In post-hearing briefs, the AFBF offered additional support for
Proposal 5, stating the growing volume of unsalted butter production
and use in the U.S. markets results in a salted-only butter price
collection in the NDPSR survey which increasingly underrepresents the
value of U.S. butter. The AFBF argued the declining trend in butter
survey volume as a percent of actual production would continue, as
butter survey volume has fallen from 16 percent of total production in
the 1999 to 9.4 percent in 2022.
Select expressed opposition to Proposal 5 in its post-hearing
brief. Select argued that despite the growth of unsalted butter
products, it should not be included in the survey because it lacks a
uniform specification, is typically produced for special orders, has no
active commodity market, is often made with 82 percent butterfat versus
80 percent, and is viewed as a higher-value product.
IDFA's post-hearing brief reiterated their opposition to Proposal 5
stating the Grade AA salted butter survey volume is robust and the
product is traded on the CME. IDFA wrote that a majority of unsalted
butter is exported through government or private assisted sales, such
as Dairy Export Incentive Program or Cooperatives Working Together,
which would disqualify such sales from being reported. IDFA also stated
unsalted butter does not store as
[[Page 57589]]
well as salted butter, making it more likely to be made to order to a
particular buyer's specifications.
A witness representing the CDC testified in support of adding
mozzarella prices to the FMMO cheese price, as contained in Proposal 6.

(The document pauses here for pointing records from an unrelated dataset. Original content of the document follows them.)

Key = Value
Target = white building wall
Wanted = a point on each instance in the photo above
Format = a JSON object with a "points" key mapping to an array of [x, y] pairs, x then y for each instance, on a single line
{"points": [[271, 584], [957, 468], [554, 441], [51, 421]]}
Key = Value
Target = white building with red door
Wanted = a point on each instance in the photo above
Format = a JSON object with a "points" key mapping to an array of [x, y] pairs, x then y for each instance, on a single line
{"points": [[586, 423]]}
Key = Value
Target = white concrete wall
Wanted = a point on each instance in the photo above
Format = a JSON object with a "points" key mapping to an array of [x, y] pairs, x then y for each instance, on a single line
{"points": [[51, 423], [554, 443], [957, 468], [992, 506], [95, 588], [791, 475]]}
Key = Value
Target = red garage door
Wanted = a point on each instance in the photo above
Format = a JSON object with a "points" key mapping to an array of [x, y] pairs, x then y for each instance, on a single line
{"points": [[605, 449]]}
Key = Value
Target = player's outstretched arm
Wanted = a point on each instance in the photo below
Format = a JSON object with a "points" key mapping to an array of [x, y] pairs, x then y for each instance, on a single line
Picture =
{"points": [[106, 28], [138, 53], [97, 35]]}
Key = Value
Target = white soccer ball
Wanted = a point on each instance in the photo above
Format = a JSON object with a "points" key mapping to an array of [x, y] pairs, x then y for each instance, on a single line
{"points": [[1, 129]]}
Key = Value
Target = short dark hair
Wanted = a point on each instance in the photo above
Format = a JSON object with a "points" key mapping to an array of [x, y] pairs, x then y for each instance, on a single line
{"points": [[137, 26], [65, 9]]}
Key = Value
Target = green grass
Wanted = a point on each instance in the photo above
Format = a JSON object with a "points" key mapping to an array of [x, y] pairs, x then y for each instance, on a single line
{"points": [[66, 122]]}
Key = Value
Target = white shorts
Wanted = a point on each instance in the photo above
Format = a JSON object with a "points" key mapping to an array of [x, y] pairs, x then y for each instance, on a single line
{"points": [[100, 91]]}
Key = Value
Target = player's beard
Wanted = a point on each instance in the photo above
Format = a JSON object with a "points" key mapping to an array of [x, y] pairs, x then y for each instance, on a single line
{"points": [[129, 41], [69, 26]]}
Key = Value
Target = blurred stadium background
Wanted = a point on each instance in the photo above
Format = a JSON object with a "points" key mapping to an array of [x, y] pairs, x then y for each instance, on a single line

The witness was of the opinion adding mozzarella would make the FMMO
Class III price more reflective of all U.S. cheese production. The
witness asserted that because the volume of mozzarella production
significantly exceeds cheddar production it should be reflected in the
FMMO cheese price to improve price transparency and increase dairy
farmer revenue. The CDC witness also stated mozzarella production is
the largest category of cheese produced today and deserves a standard
specification determined by the volume of mozzarella produced today.
The CDC witness proposed adding mozzarella to the FMMO protein
price based on the Van Slyke cheese yield formula, a formula for
predicting cheddar cheese yields from milk on the basis of its fat and
casein content. The witness submitted numerous USDA Specifications of
Mozzarella Cheese for the Department to consider when determining an
acceptable moisture and fat content of mozzarella cheese to be
surveyed. The specification detailed requirements for six variations of
mozzarella types in four forms (loaf, sliced, shredded, or diced). The
witness testified that 5 to 6-pound loaves of mozzarella would be
representative of a wholesale commodity mozzarella product and
reasonable for inclusion in the survey.
A California dairy farmer testified in support of Proposal 6. The
witness said including mozzarella in the survey would create a Class
III price that more accurately reflects the value of the current cheese
market. The witness attributed the ongoing decline in the number of
California dairy farms to negative margins and price volatility and
stressed the urgency in capturing the additional value of mozzarella. A
Wisconsin dairy farmer also supported inclusion of mozzarella for
similar reasons.
A witness representing IDFA testified in opposition to Proposal 6.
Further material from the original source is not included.